= Diaphragm (mechanical device) =

Flexible barrier between two chambers

In mechanics, a diaphragm is a sheet of a semi-flexible material anchored at its periphery and most often round in shape. It serves either as a barrier between two chambers, moving slightly up into one chamber or down into the other depending on differences in pressure, or as a device that vibrates when certain frequencies are applied to it.

A diaphragm pump uses a diaphragm to pump a fluid. A typical design is to have air on one side constantly vary in pressure, with fluid on the other side. The increase and decrease in volume caused by the action of the diaphragm alternately forces fluid out the chamber and draws more fluid in from its source. The action of the diaphragm is very similar to the action of a plunger with the exception that a diaphragm responds to changes in pressure rather than the mechanical force of the shaft.

A diaphragm pressure tank is a tank which has pressurant sealed inside on one side of the diaphragm. It is favored in certain applications due to its high durability and reliability. This comes with a downside, as the vessel needs to be replaced in the case of a rupture of the diaphragm.
Diaphragm tanks are used to store hypergolic propellant aboard space probes and various other spacecraft.
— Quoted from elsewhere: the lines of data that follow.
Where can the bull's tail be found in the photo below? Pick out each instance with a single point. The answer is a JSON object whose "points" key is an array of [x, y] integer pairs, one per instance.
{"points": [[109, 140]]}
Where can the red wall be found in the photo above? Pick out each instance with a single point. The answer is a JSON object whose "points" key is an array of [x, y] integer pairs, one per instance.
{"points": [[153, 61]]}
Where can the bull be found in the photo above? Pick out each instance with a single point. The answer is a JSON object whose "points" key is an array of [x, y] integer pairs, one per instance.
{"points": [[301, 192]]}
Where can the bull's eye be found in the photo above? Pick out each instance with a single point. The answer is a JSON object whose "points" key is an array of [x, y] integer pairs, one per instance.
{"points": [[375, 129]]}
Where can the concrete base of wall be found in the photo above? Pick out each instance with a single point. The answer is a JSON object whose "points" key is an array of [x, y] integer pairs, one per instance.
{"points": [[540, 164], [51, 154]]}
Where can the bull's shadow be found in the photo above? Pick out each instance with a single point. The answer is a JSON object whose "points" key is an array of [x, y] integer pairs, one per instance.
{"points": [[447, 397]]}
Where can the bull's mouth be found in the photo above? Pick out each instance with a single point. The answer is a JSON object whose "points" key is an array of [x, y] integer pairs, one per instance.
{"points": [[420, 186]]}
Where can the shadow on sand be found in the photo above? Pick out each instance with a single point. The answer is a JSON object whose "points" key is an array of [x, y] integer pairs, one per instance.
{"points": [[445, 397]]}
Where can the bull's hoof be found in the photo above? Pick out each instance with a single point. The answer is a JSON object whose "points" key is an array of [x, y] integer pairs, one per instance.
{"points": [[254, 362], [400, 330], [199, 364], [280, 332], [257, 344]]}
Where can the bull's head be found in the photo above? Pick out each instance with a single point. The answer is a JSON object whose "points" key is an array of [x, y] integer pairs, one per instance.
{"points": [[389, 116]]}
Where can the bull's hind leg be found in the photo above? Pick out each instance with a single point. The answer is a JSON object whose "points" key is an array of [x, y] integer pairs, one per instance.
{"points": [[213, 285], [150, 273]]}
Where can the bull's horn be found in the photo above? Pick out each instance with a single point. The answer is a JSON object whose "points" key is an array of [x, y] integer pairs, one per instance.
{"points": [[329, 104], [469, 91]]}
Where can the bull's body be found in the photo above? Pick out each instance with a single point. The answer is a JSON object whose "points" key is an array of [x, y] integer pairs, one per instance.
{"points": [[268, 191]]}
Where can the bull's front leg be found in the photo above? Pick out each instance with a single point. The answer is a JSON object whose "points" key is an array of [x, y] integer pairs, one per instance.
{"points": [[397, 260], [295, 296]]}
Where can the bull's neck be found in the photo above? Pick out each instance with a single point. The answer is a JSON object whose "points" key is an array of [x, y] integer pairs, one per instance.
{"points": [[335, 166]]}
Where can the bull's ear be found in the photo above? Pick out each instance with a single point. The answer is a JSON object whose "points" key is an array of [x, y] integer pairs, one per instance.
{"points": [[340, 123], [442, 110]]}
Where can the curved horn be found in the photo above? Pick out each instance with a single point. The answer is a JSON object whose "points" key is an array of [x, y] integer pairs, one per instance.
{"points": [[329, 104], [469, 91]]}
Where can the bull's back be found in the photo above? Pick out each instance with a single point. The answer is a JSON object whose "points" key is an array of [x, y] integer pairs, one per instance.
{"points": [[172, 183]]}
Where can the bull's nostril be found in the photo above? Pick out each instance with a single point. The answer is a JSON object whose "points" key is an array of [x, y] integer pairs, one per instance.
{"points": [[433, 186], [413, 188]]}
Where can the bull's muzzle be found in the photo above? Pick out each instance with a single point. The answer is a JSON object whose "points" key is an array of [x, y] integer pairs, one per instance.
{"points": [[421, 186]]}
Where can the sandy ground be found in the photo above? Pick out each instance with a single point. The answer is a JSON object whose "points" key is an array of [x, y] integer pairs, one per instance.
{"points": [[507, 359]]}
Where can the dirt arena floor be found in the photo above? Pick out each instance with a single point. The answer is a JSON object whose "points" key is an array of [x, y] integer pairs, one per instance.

Pressure regulators use diaphragms as part of their design. Most uses of compressed gasses, for example, in gas welding and scuba diving rely on regulators to deliver their gas output at appropriate pressures. Automotive fuel systems frequently require fuel-pressure regulators; this is true of many fuel injection systems as well as in vehicles fueled with liquefied petroleum gas (autogas) and compressed natural gas.